In the fiscal year that ended in March, the company’s chief financial officer Robert Clarke received $133,711 in incentive pay, more than double the $60,352 he was given the year before.
Human resources vice-president Glen Schwartz received $127,008, up from $62,710 the previous year, and company president Michael Corrigan was given $64,421, an increase of roughly $2,000.
The ferry corporation’s Statement of Executive Compensation states that the incentive pay increased because financials targets were exceeded for the fiscal year.
Clarke, Schwartz and Corrigan all received less overall pay than they did in the previous year because their long-term bonus plans were cancelled, but each still took home roughly half a million dollars.
The news came as an embarrassment for the BC liberals, who have promised to rein in executive salaries. Transportation Minister Todd Stone issued a statement promising to share the public’s concerns with BC Ferries’ board of directors.
“At a time when the corporation is trying to reduce its expenses, this sends the wrong message,” Stone said. “Government is tightening its belt, along with many British Columbians, and I believe that BC Ferries should take the same approach.”
The province’s influence is limited, however, because the Liberals relinquished control of the ferry company in 2003 and transformed it from a Crown corporation into an independent commercial organization.

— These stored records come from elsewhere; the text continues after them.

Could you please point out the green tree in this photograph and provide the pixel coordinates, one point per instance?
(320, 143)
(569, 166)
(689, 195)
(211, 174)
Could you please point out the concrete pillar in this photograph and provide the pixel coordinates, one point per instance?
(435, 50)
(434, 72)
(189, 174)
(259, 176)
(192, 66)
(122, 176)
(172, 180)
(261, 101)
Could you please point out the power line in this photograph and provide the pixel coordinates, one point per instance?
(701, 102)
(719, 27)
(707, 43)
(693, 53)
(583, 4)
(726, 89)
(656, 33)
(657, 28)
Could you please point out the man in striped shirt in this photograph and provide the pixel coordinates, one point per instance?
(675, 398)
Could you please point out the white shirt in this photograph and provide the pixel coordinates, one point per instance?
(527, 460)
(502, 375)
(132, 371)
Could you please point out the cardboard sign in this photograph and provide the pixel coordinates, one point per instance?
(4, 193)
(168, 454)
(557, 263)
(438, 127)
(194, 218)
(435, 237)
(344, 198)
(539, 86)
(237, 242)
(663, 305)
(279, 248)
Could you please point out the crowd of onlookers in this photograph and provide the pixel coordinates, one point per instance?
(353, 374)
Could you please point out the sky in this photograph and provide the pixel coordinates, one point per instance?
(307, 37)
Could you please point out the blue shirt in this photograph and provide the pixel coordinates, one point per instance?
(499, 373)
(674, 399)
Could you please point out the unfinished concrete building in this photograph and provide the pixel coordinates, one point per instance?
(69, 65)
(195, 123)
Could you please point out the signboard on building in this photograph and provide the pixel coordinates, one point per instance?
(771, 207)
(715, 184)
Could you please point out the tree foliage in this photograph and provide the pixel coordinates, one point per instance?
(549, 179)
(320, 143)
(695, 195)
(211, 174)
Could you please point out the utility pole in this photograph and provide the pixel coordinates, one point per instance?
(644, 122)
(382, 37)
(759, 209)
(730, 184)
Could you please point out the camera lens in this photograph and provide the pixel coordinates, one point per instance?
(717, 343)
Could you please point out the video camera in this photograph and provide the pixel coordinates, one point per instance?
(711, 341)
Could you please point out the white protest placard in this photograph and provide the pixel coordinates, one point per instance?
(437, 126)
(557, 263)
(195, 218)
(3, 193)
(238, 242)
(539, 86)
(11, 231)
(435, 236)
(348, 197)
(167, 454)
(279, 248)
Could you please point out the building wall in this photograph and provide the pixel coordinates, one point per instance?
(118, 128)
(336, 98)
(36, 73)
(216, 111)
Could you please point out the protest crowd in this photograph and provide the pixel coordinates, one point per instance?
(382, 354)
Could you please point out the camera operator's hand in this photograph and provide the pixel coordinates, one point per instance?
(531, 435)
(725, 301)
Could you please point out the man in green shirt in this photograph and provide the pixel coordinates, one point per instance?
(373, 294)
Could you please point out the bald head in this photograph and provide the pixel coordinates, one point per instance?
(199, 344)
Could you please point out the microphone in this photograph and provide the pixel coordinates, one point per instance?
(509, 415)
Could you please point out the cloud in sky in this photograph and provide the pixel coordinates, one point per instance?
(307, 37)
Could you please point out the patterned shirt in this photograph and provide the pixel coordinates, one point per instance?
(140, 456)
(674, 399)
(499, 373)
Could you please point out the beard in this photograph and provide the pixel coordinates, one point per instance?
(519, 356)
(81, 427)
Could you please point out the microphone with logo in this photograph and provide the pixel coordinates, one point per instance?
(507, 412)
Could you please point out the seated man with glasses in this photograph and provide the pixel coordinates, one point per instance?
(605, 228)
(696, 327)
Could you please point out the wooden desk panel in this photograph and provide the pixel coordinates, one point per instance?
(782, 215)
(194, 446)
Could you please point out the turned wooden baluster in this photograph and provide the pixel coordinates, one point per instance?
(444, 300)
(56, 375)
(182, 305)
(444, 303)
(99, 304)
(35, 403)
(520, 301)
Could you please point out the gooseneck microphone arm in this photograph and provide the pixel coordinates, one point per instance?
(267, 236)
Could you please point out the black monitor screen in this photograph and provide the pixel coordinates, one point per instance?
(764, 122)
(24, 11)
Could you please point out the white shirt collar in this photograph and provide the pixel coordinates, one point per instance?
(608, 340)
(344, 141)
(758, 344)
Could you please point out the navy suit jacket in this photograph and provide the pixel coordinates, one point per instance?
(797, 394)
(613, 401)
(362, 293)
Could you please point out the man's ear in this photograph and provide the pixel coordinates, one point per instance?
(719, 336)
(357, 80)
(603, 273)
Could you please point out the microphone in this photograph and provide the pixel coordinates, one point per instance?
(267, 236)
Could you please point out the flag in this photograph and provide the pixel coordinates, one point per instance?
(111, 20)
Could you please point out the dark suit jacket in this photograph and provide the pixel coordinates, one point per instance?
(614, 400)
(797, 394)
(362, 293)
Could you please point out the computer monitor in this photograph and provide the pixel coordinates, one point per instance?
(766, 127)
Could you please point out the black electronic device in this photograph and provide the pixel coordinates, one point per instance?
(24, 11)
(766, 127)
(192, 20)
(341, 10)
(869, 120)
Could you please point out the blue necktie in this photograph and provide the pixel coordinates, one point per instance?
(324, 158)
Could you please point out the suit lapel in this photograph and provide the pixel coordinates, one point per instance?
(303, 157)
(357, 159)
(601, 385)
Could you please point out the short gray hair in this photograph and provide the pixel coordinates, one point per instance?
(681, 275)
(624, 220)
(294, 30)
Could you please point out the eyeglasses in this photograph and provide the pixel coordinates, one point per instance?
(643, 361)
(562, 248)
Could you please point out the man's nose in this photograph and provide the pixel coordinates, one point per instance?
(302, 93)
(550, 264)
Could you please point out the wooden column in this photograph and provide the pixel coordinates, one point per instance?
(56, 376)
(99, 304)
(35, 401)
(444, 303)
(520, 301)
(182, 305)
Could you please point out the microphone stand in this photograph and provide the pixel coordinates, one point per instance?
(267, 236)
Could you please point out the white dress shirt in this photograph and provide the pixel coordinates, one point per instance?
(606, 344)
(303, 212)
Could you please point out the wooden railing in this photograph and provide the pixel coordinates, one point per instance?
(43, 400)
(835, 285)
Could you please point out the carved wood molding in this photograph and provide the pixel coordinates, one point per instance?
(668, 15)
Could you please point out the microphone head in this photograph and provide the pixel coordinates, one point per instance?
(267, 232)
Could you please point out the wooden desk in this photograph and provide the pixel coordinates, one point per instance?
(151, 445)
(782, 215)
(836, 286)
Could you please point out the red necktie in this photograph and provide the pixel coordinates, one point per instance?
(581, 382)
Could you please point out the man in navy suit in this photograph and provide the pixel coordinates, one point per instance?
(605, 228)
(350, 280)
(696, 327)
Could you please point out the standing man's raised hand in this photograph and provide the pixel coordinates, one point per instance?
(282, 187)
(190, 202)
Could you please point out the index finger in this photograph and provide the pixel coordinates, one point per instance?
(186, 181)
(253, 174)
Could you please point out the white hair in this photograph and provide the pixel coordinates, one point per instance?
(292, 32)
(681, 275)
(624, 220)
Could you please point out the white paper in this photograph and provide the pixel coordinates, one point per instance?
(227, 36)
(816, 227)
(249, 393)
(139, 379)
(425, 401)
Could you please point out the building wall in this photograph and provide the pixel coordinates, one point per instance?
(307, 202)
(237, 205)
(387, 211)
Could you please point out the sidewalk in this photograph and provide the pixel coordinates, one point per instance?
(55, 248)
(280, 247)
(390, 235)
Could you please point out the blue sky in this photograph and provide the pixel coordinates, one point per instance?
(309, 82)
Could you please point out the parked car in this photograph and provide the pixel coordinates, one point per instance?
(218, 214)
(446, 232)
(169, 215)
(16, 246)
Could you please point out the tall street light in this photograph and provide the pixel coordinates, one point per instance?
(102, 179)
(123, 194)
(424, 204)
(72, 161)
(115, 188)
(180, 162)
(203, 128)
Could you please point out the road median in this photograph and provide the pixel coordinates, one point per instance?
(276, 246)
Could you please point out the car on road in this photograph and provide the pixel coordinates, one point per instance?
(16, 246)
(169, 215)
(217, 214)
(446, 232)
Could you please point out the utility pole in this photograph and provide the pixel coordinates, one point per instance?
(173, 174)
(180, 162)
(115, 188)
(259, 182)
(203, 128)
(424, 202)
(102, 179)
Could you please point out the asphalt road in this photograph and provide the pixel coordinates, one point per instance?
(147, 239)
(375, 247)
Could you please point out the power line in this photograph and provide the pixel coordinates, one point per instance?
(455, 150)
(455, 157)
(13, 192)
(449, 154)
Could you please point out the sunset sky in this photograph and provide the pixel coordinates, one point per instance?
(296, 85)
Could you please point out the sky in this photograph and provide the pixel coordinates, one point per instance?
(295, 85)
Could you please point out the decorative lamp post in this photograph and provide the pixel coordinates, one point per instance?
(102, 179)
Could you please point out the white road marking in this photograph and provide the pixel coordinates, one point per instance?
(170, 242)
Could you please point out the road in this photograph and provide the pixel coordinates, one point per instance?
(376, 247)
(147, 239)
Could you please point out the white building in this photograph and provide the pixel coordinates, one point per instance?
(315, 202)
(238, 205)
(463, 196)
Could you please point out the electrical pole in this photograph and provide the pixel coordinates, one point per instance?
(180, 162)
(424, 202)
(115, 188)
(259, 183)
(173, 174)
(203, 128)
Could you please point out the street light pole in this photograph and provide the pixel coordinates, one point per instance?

BC Ferries still receives more than $150 million in government subsidies annually, and is receiving an extra $80 million between 2011 and 2016.
Stone noted that BC Ferries has reduced its executive by almost half since 2008, and reduced overall salaries by more than 50 per cent.
“However, more needs to be done,” Stone said.
The ferry corporation raised fares by 4.1 per cent in April, and has hiked prices a total of $6 each way on the main routes over the last three years.
It has announced plans to cut services on some routes next year.